高田さんの、短いモチーフを慎重に重ねていく姿は、聞こえてくる電気的な音とは裏腹に非常に肉感的な、職人的な「作業」を感じさせる。それは建具師が丁寧に金箔を並べていくような張りつめた「作業」であり、にせんねんもんだいが演奏を始める際にハコ全体を包む、自らの呼吸をも忘れさせる集中を観客から引き出す極めて優れた「作業」である。3秒ほどの短いモチーフをひとつエフェクターのなかに刻み付けることが出来れば、それは「結果」としてひとつの印となり、前へ進むことが出来るはずだ。「作業」を繰り返せば「結果」が重なる、気づけばそれらの「結果=音」は僕らの信頼を完全に勝ち取って、虜としている。これは全く優れた仕事で、優れた人生でもあるだろう。優れた「作業」を一途に続ける姿に言葉を失ってしまう。だからにせんねんもんだいには本当に頭が上がらない。高田さん、ありがとうございます、稚拙な文で、申し訳ない。精進します……。

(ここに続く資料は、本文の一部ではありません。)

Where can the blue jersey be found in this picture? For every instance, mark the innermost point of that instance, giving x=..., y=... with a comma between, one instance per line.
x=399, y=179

上手の高田さんの作業が完成してくれば、ステージ真ん中に陣取る〈恐るべき子供〉姫野さんのバスドラムがハコ全体の緊張を打ち破り獰猛に産声をあげる。髪を激しく揺すりながら頭を左右に振り、ハイハットをひたむきに文字通り連打する姿はそれだけですでに僕らの胸すら打たずにはおれないのだが、さらにこのハイハットが「人のため」になされていることこそに僕らは感動する。あれほどの長時間ストイックに、それこそ身を削って厳密に打ち続けられるハイハットは、すなわち音楽を持続推進させるもの、同時に他の二人に向けられたものであり、つまりは「人のため」の「作業」なのである。ドラムのリズムで(理想の)曲を一緒に作るのではなく、身を粉にして何か(=にせんねんもんだい)を生かすこと。この母性という言葉すら与えたくなる圧倒的な優しさに僕はまたどうしようもなく惹かれてしまうのだ。姫野さんの厳然たる決意を前に、どんな文章を書き連ねれば良いだろう? どう生きれば良いだろう? 続けることだ、打ち続けること……、それがドラムでもキーボードでも一向構わないが、最後「人のため」になってくれればとまさか言えやしないが思ってしまう。こうして深夜キーボードを打つ意味を姫野さんは少し教えてくれる(いつまでも「ため」とするべき「人」が健康であるとも限らない)。魅了されつつも目を背けたくなるほど真摯にハイハットを打ち続けていれば、隣の在川さんも助けてくれるだろう。耳の奥にこびりつく、四弦……。三曲目の何かが取り憑いたような秀抜のドラムソロのエンディングを、ギターとベースは一定のコードを繰り返し弾くことで暖かく迎え入れる。即興からコードに戻り出した高田さんと在川さんの目配せなど愛情に溢れた実に羨望の瞬間である。にせんねんもんだいはにせんねんもんだいによって生かされている。
だからまた今日も素晴らしい音楽を前にまず打ち震えてしまい、踊ることが出来なかった……。